PostPosted: Fri Dec 10, 2010 3:19 pm


If you've read it, or you're going to read it, or you're thinking about reading it, go ahead and say what you think about it here. I have no problems with comments or critiques. Just a few things to realize about what I've written:

I write without planning ahead. That's just how I work, I can't write if I have a plan. So if the plotline seems a little haywire... It is. That's, again, just how I work. It'll come together in the end, I promise.

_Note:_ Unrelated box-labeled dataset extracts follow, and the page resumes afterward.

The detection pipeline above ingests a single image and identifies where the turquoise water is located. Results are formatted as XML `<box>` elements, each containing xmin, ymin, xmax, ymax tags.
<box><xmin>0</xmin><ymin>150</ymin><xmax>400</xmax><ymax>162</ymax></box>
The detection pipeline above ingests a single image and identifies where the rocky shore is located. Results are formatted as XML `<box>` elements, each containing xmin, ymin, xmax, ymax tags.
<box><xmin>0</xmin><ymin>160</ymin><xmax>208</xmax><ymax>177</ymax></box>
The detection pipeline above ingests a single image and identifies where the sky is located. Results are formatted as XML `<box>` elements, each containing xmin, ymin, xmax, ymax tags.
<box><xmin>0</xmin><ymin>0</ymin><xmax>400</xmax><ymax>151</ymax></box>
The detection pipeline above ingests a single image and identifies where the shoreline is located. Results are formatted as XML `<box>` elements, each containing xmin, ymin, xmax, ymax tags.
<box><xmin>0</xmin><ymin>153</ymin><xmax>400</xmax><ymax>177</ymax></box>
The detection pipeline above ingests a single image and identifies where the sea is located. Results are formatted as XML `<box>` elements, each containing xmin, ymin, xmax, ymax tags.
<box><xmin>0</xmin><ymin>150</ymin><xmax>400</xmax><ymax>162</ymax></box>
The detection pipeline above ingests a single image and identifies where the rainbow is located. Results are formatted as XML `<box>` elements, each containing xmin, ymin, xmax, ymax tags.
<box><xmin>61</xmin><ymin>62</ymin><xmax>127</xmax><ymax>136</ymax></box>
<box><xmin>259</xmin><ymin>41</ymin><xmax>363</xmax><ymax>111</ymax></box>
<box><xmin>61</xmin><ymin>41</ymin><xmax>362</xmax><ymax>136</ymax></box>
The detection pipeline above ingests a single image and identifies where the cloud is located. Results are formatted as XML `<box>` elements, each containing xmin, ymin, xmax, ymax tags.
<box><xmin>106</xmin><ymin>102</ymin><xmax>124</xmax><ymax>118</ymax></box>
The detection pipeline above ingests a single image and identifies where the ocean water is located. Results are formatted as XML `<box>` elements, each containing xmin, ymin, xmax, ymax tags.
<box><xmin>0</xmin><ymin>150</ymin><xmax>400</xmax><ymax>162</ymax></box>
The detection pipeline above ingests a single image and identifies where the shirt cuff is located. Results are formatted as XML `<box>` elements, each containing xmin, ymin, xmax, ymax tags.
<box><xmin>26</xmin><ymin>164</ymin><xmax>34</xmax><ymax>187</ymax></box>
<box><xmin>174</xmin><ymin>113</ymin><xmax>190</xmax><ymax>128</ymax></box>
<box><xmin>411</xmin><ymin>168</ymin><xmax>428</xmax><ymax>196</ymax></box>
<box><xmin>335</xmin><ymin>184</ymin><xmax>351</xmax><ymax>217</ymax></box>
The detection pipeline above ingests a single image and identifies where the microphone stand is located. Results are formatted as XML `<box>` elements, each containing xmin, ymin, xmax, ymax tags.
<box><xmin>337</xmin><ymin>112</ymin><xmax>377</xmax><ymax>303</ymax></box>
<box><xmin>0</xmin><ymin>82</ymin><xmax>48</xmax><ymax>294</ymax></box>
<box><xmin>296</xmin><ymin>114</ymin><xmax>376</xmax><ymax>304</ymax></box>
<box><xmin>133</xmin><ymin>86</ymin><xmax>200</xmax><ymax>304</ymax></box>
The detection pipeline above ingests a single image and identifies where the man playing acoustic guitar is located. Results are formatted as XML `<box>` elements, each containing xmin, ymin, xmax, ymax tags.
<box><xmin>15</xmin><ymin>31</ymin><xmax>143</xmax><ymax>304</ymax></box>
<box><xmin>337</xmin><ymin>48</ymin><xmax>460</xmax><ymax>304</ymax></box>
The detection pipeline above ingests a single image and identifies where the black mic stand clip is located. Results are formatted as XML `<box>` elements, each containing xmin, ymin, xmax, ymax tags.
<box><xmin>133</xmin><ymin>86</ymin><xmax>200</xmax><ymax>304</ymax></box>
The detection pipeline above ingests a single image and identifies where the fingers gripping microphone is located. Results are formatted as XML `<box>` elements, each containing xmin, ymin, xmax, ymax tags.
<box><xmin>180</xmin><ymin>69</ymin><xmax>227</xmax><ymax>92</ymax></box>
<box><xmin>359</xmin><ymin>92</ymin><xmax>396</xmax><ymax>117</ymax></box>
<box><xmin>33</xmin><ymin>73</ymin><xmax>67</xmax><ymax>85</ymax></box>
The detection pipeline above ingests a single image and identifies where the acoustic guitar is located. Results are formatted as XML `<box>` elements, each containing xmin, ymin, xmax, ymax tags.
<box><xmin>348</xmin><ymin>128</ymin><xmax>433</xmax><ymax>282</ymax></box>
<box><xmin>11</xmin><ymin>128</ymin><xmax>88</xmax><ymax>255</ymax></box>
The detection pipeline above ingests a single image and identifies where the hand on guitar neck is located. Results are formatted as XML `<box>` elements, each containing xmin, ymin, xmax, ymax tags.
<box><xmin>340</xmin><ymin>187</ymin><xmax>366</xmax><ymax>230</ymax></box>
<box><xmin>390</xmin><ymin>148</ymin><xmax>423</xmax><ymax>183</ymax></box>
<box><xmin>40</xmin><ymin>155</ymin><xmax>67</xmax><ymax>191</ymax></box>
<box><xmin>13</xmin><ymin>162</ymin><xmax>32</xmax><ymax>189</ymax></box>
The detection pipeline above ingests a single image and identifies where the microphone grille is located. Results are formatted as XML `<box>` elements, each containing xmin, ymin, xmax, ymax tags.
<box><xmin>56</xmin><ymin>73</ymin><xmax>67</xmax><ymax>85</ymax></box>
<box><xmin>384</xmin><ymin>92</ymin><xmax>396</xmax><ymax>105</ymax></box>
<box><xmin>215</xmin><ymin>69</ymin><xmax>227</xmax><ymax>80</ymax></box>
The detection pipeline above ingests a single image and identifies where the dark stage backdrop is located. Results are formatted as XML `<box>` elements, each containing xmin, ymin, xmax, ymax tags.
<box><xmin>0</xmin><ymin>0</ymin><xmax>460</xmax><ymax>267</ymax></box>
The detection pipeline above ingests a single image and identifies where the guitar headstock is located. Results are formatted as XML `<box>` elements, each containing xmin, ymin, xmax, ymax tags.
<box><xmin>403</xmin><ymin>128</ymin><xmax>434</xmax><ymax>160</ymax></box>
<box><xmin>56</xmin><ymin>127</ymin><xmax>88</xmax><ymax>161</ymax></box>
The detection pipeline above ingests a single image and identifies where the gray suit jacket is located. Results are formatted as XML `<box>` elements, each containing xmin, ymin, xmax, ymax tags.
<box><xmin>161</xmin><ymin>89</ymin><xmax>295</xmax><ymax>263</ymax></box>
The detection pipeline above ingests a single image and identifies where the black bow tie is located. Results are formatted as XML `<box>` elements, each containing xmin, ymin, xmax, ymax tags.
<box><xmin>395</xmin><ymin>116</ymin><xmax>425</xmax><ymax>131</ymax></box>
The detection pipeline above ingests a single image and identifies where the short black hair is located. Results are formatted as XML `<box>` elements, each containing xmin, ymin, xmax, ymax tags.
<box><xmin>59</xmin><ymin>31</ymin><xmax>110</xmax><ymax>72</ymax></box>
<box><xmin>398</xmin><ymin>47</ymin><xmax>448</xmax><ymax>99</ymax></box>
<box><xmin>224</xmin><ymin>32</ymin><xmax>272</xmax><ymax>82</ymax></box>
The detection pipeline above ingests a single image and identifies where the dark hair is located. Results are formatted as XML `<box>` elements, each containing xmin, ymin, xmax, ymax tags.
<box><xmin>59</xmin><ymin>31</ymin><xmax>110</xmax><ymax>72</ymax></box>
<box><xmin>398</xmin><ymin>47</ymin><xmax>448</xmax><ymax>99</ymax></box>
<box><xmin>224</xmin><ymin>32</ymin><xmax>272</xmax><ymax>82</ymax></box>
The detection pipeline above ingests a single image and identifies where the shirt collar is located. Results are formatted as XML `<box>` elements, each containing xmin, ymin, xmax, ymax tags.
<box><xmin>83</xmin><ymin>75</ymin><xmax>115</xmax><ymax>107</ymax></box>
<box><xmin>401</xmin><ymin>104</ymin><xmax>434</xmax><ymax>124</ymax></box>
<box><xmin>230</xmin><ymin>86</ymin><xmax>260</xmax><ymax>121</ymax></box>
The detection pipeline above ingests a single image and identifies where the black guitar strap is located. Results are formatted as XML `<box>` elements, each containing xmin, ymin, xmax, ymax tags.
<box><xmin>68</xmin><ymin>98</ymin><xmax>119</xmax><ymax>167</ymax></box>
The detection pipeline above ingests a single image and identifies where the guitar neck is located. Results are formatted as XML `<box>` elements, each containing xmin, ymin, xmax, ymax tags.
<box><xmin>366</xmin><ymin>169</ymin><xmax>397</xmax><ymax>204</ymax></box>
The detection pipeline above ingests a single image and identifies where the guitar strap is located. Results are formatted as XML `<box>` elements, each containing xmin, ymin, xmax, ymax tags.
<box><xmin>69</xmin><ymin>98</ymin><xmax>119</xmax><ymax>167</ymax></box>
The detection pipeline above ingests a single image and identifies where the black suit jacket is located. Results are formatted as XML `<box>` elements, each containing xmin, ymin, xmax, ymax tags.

Another thing; I started writing the piece in the wrong grammatical tense. I started in a first person, present tense narration. About halfway through the second chapter I realized that past tense was infinitely better for the feel I was trying to portray, so I switched. Or at least, attempted to. Microsoft Word disagreed with my sentiments, and so it's find/replace function refused to work when I aimed to switch everything to past tense. If you find any grammatical tense errors, please don't say anything about it; I already know, and I'm working on it as much as I can.

And the last thing; I don't really have a lot of time to work on this. So I've been writing it for almost a year now, and I only have 7 chapters. If it's SO good that you must have more (which I somehow doubt it will be), please be patient. I'll upload the chapters as fast as I can.

Otherwise, go ahead and say what you want about it here. Discuss, critique, comment, rate, whatever!
PostPosted: Sat Dec 11, 2010 8:24 pm


I snooped around your profile trying to figure out how old you are, as I don't want to be super harsh if you're just a high school kid, but I couldn't find an age. So, I apologize if I sound overly critical.

First of all, I want to say I think it's great that you're writing, especially in the amounts that you are. That alone shows me that you're serious about getting better. So, keep it up!

However, I'm really concerned about how generic your work is. Now, we all know that in genre fiction it's difficult to come up with a good story and complex characters without seeming like you're ripping off Asimov, Heinlein, or whoever your particular god of the genre might be, but that doesn't mean you can't infuse some new ideas into the genre yourself. I really would recommend you take the Mary Sue test. Please answer all questions honestly. It's a great tool, especially for beginning authors in genre-works.

I'm going to be honest and say I could only get through the first few paragraphs. You definitely need a better hook. If you're going to decide to stick with the "armageddon teen savior" bit, you can't openly declare this to your readers. You need to have a little more respect for their intelligence. I would definitely try a non-linear approach with the storytelling, alternating between the events that led up to the disaster and what events followed after.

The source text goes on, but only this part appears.